The Outward and the Manifest is the Nearness of God; the Inward and Hidden is  the Oneness, the incomparability, the no-thing-ness of Divinity.  The manifest tends to descend into idolatry; the hidden opens onto the Infinite.  God's Nearness is external.  It is His Distance that lies within.  It is through the no-thing-ness of the divinity that the essential infinitude of a person, of a presence, is determined.  And so, by turning the world inside out, by giving birth in the world to that interiority which is characteristic of the things of the soul . . . we return the hidden dimension to the manifest and uncover the depths that lie just under the surface of the world.

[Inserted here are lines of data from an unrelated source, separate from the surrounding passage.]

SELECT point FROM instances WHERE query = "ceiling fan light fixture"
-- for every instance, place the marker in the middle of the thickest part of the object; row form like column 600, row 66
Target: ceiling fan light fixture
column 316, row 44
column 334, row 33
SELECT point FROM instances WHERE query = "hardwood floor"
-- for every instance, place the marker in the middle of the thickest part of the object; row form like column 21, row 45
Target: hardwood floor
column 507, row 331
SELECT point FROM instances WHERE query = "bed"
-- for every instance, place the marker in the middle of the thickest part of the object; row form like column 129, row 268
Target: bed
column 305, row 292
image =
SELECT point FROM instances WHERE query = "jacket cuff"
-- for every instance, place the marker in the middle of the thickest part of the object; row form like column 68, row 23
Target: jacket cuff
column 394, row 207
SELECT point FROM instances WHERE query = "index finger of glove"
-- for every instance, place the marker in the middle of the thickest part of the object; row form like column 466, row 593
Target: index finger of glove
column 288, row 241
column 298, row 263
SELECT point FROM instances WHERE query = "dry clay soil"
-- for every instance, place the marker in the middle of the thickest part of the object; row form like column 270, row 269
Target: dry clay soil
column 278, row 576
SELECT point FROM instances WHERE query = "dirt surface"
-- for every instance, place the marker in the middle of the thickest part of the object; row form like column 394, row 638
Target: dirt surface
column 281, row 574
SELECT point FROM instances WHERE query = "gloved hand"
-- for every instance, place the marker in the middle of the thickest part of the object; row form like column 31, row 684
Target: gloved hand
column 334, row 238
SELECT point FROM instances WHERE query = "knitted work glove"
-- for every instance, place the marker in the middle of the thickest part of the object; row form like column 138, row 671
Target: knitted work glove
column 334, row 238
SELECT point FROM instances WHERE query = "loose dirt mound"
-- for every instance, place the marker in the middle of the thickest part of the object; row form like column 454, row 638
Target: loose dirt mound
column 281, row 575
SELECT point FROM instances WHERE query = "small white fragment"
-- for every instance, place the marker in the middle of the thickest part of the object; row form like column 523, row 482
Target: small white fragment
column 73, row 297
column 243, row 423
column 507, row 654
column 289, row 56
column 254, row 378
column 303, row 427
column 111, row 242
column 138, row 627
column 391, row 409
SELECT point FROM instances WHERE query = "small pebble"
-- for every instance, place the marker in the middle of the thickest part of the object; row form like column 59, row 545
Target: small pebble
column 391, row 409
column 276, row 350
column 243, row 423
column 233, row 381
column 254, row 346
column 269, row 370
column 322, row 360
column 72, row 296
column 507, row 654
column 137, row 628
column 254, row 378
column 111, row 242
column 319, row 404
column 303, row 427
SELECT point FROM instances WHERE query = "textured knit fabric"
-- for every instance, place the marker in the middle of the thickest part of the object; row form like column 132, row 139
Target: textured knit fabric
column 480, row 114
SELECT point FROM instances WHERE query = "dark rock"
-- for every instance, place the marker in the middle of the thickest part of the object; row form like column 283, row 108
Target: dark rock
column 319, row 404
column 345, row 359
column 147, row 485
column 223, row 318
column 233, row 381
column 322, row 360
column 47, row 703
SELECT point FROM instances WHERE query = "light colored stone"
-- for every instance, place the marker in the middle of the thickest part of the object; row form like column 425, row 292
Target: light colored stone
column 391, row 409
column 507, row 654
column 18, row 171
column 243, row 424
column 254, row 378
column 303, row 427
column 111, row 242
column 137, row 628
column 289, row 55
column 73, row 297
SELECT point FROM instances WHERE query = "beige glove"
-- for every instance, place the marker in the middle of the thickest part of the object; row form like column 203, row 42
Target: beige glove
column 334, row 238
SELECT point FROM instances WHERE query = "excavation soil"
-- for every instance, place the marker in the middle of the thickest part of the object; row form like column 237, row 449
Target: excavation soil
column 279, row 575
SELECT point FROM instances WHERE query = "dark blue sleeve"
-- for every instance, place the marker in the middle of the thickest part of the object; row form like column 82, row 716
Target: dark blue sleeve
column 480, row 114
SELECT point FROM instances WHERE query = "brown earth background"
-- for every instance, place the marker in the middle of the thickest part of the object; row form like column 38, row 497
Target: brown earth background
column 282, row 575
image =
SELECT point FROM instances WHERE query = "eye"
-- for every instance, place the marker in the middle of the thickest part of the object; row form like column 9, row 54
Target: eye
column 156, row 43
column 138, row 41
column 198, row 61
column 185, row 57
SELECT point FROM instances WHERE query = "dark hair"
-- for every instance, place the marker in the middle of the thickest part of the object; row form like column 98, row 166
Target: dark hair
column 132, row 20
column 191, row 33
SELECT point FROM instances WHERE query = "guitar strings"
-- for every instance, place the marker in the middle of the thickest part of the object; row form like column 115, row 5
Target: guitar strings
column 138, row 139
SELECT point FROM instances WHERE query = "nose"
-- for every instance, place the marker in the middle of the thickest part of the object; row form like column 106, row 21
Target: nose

Creative Imagination & Symbols
Tom Cheetham:   The World Turned Inside Out  Henry Corbin and Islamic Mysticism
The hermeneutic ability of the creative Imagination to transmute all things into symbols destroys the distinction between psychology and cosmology and unites them in a psychocosmology in which Creator and the creature participate not as opposing terms with an unbridgeable gulf separating them, but as complementary poles of a divine drama.

God knows Himself in and through us.